La segunda manera de que dispone la mujer para actuar en bien del intelectualismo, tiene íntima agnación con un hecho biológico reconocido y vulgarizado por el rudo Shopenhauer, el sombrío filósofo determinista. Shopenhauer lo explica en la siguiente justa y consoladora fórmula: la liquidación final del hombre inferior por el predominio del hombre intelectual, esto es, la regularización absoluta de todas las esferas sociales, se conseguirá el día en que, únicamente se unan los hombres superiores con las mujeres bellas, sanas y virtuosas

Para el taciturno metafísico alemán no existe el derecho, tal vez ni la necesidad, en el ser desprovisto de salientes cualidades mentales, de aproximarse a la hembra humana y celebrar con ella la noche-buena de las nupcias amorosas.

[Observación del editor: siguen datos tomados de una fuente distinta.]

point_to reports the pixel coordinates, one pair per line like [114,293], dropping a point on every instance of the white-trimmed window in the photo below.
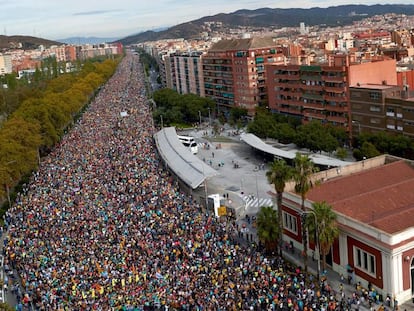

Y ciertamente, parece natural, que ojos negros que llaman al incendio cual lumbres atrayentes, sean para labios que habrán de posarse castamente sobre sus pestañas sedeñas; que albas —conchas— rosicler donde brilla solemne la armonía de un berilo o de una pura agua Golconda , sientan el goce singular de bocas que saben entonar tibia y sabiamente , el allegro maestoso de la vida: y que manos blancas, aprisionadas por turquesas y rubíes, se destinen para calmar con la embriagante caricia las fiebres que consumen las frentes pensadoras.

Por el otro lado, parece asimismo natural, que una lisonja de cualquier anónimo de la mayoría inconsulta e irresponsable, le venga a una mujer, si es de las que se postran en el altar de la Diosa que reparte laureles, como un seco golpe de látigo sobre el rasoplumón de una dormida tórtola.

¡Oh grande y nebuloso Shopenhauer!: tu fórmula es una parábola de la biblia moderna del Entendimiento; y yo, siguiendo tus ensueños, me quedo con una lira muda, con un empolvado alpicordio o con una estrofa sin lectores, antes que con un insoportable conquistador de los salones que sólo sepa arreglarse en una cuadrilla ceremoniosa, o danzar airosamente un revoltoso valse Boston.

Cuando tales aspiraciones priven en el corazón de la mujer, y la mujer se envuelva en la célica onda de la elevada pasión hacia el compañero que elevadamente se le manifieste en sí; y rehúya sus cantos al inconsciente y al subrepticio, los ejemplares de la teratología del cerebro, vale explicar, los hoy señalados productos de excepción, los Rubén Daríos –pues los genios—, ya no se verían con la estupefacción con que ahora se contempla una aurora boreal en el Polo, el espejismo en el mar y el Desierto, o “los verde-esmeralda de la colesterina como el resultado de la litiases”, sino como la apacible calma, con la plácida serenidad con que nos deleitamos frente a una puesta de Sol, de una lluvia de sangre de los cielos en una clara noche de plenilunio, o de un concierto de pájaros canoros en un bosque virgen, lujurioso, mudo y espectral.